Respiratory infection is an environmental risk factor for COPD and plays an important role in its pathogenesis and progression33. The nature of some disabilities may increase the risk of respiratory infection, which is one of the most common causes of mortality and healthcare utilization among people with intellectual disabilities34. Children with neurocognitive impairment often present with chronic or recurrent respiratory problems35, which might lead to reduced lung function and more severe respiratory symptoms in adulthood. Lower lung function in early adulthood with subsequent functional decline is as import as rapid lung function decline in normal-sized lungs with respect to the development of COPD3. A past history of tuberculosis is another important COPD risk factor in low- and middle-income countries36. Because of the overlap between tuberculosis and disability, people with disabilities are at greater risk of developing tuberculosis37, which in turn increases the risk of developing COPD.

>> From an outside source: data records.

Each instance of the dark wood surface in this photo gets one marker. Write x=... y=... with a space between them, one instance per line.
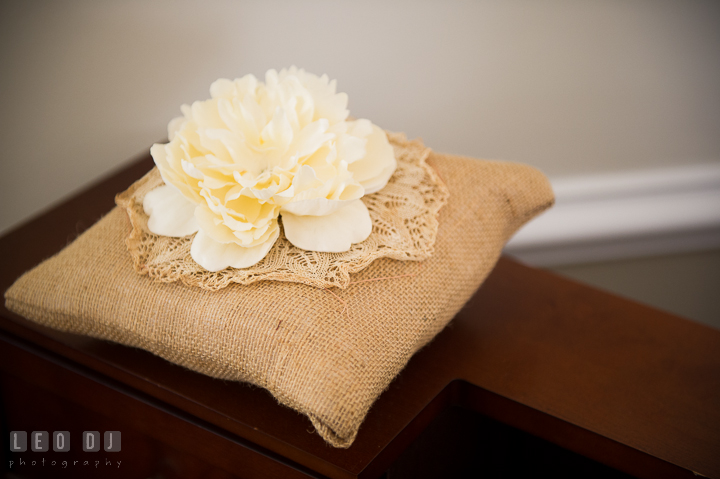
x=615 y=381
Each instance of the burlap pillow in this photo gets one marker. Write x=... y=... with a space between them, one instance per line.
x=328 y=353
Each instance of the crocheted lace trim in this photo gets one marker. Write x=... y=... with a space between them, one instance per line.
x=404 y=216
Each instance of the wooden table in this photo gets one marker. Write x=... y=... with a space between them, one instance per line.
x=537 y=373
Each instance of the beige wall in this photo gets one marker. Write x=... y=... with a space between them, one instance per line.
x=569 y=86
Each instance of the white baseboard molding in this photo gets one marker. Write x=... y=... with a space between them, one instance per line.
x=606 y=217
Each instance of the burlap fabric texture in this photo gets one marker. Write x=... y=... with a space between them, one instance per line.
x=326 y=353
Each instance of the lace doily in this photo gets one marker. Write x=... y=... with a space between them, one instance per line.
x=404 y=217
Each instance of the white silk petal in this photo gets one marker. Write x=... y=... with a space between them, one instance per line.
x=374 y=171
x=333 y=233
x=174 y=126
x=170 y=213
x=214 y=256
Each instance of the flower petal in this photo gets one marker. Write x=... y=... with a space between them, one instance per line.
x=315 y=206
x=378 y=165
x=333 y=233
x=171 y=214
x=214 y=256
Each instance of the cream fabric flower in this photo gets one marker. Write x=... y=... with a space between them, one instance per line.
x=258 y=151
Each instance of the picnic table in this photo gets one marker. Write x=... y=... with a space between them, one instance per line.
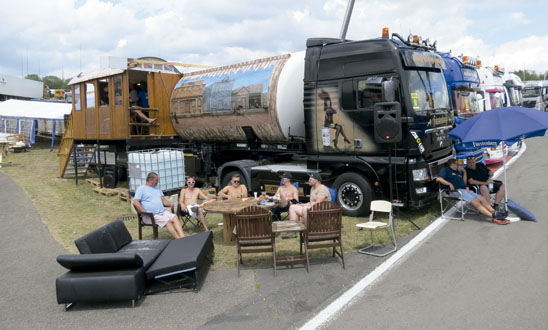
x=228 y=208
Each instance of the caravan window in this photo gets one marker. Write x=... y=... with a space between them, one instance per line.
x=118 y=90
x=103 y=92
x=77 y=100
x=90 y=95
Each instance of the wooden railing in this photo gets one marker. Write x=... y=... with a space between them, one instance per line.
x=65 y=149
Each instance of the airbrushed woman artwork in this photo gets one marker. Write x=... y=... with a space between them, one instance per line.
x=329 y=122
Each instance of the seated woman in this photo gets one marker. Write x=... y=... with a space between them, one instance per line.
x=235 y=190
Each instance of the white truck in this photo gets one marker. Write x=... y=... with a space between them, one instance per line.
x=535 y=94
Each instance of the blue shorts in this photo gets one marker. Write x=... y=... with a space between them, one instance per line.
x=467 y=195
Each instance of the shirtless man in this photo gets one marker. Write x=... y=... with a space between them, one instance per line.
x=288 y=193
x=235 y=190
x=318 y=193
x=189 y=200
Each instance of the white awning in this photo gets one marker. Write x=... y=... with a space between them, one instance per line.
x=34 y=109
x=94 y=75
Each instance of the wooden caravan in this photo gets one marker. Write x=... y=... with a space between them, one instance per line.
x=104 y=110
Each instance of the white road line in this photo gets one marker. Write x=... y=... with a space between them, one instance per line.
x=346 y=299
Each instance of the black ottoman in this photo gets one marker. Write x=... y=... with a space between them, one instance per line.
x=183 y=263
x=111 y=285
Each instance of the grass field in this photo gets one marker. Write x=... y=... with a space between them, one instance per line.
x=70 y=211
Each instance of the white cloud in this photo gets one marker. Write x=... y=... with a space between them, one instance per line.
x=57 y=36
x=519 y=18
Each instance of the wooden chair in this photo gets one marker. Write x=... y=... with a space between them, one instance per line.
x=376 y=207
x=323 y=229
x=142 y=224
x=254 y=233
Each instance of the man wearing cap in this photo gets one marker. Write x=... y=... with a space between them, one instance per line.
x=288 y=193
x=479 y=177
x=318 y=193
x=453 y=177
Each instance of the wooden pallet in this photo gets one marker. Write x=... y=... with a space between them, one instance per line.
x=106 y=191
x=94 y=182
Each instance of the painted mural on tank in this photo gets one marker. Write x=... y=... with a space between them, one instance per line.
x=230 y=91
x=338 y=131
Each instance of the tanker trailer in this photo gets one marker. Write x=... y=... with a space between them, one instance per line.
x=354 y=111
x=261 y=98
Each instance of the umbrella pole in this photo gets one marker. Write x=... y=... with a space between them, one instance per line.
x=505 y=186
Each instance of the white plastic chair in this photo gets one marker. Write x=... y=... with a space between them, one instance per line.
x=385 y=207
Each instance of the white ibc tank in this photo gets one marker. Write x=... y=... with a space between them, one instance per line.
x=167 y=163
x=218 y=104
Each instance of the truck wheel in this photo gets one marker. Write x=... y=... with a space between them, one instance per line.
x=226 y=179
x=354 y=194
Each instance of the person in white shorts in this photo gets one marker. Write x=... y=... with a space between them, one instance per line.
x=150 y=198
x=189 y=200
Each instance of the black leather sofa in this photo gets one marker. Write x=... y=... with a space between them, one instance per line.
x=112 y=266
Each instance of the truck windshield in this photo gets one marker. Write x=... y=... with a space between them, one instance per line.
x=466 y=103
x=427 y=90
x=515 y=95
x=531 y=92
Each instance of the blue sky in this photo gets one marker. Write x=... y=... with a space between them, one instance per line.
x=65 y=37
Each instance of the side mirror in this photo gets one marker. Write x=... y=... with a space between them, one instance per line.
x=388 y=91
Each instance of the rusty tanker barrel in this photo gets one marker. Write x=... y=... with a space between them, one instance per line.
x=257 y=99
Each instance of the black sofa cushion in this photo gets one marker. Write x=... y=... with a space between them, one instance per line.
x=106 y=239
x=113 y=285
x=182 y=254
x=148 y=250
x=119 y=233
x=100 y=261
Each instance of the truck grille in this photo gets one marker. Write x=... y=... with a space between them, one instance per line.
x=529 y=104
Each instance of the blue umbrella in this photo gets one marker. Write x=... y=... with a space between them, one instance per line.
x=489 y=128
x=508 y=125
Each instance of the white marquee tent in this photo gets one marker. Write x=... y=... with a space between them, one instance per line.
x=17 y=116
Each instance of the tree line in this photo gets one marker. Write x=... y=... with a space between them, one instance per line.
x=52 y=82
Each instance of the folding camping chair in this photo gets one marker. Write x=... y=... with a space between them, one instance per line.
x=385 y=207
x=185 y=217
x=454 y=203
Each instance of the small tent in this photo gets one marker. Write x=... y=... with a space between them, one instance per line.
x=17 y=116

One of the strengths of this study was the use of large-scale, real-world data based on a national health insurance claims database in Korea. No previous study has attempted to evaluate long-term trends in COPD prevalence among people with disabilities, or provided a detailed analysis according to the grade and type of disability. In this sense, our study has added new evidence to contribute to public health policy and practice, including the detection of health inequalities and the identification of priorities for early intervention. However, there were also some study limitations. First, our results cannot be extrapolated to other healthcare systems. Second, some clinical and demographic variables that may influence COPD development were not available from the NHID. In particular, because information on smoking status could only be obtained from individuals who participated in the national health checkup in the current or preceding year, it was not possible to confirm the current smoking status of more than half of the subjects based on the 2017 data. Finally, due to the cross-sectional nature of the study design, the causal relationships among variables could not be determined. Thus, further longitudinal studies are needed to verify our findings and gain insight into the mechanisms underlying these relationships.

Conclusion

In conclusion, our study revealed a higher prevalence of COPD among people with than without disabilities. Respiratory system disease is a particularly important physical health issue in people with disabilities. Health problems caused by a combination of COPD and disability can impose a huge social and economic burden. The various barriers that the disabled encounter when seeking health care, and the difficulty of adhering to COPD treatment, must be overcome by developing appropriate public health interventions.